Learning From Masters

One of the reasons the program is so successful is that students learn
from the best teachers in the field. They attend recitals by top artists,
a specially created lecture series, and, most importantly, take four field
trips to study and learn to perform folk arts. For the most part, small
groups of students  sometimes even a single student  work with a teacher,
or guru. At first several students found this traditional guru-shishya
style hard to adapt to. "It is a lot more personal that what we are used
to," says Mr. Davis. "We are very close to the teachers and it can be a
bit strange at first because of the age gap, but you realize you learn so
much from this style of teaching."

"I am a music major and interested in non-Western music," says Ms. Job, a
junior at Colgate. "After almost three years of university, Western music
just wasn't resonating with me. I got introduced to West African music,
which I loved, and then I heard Panjabi MC and thought, man, I would
really like to sing like that. It was so different, the cadences, the
tones," says Ms. Job, referring to vocals by Labh Janjua that the
British-Asian producer Panjabi MC included in a track titled "Mundian To
Bach Ke." (The song captured the imagination of music fans worldwide after
it was released in 2003 as "Beware" with guest rapping by American hip-hop
artist Jay-Z.)

After Ms. Job arrived in southern India she realized that Mr. Janjua and
Panjabi MC were just the tip of the iceberg. "There are so many languages.
So many different styles of music and dance, too," she says, adding that
apart from the music, she especially loved bharatanatyam. "But I also
loved yoga and therukoothu and all the other dances."

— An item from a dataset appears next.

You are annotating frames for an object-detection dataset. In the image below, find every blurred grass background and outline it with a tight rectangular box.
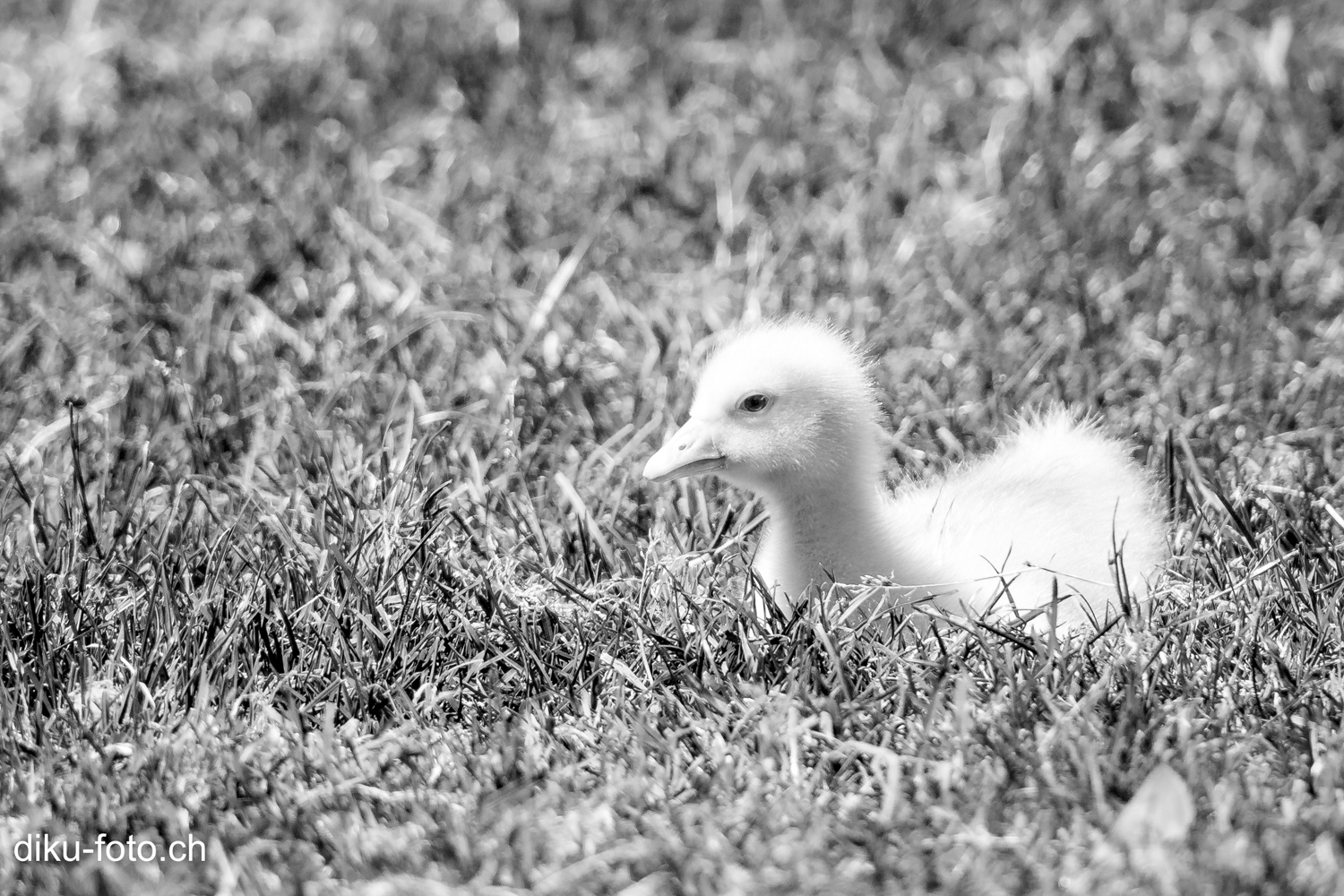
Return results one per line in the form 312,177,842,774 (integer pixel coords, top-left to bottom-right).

Choosing participants from all fields of academe is extremely important to
Mr. Skelton, who rigorously screens all applicants. "The first to be
thrown out are the trekkers," he says. "Everyone thinks they can go
trekking and find things out for themselves. I think they can't." Mr.
Skelton also eliminates students who say they want to come to India for a
spiritual experience. "That is such a clich, and we are not about walking
down the street chanting," he says.

Paul Yannopoulos, a religious-studies major at Colgate who says studying
Eastern religion here "demystified it," liked the rigor of the program. "I
did not want to do a typical Europe trip  where more drinking is done than
learning  that so many students do," he says. "I wanted to be tested, I
wanted something more different and more challenging than I was used to
and I got it."

The program also has an effect on the traditional performers who coach the
students, acting as their gurus. Mr. Thambirar, the therukoothu master,
thinks it is brilliant. "This is the second time I'm teaching the group,
and I am thrilled that we teach Americans our ancient art form and they go
back to America and tell people about it," he says after the night's
performance, as his assistants struggle to get the students to sit still
long enough to have their makeup removed.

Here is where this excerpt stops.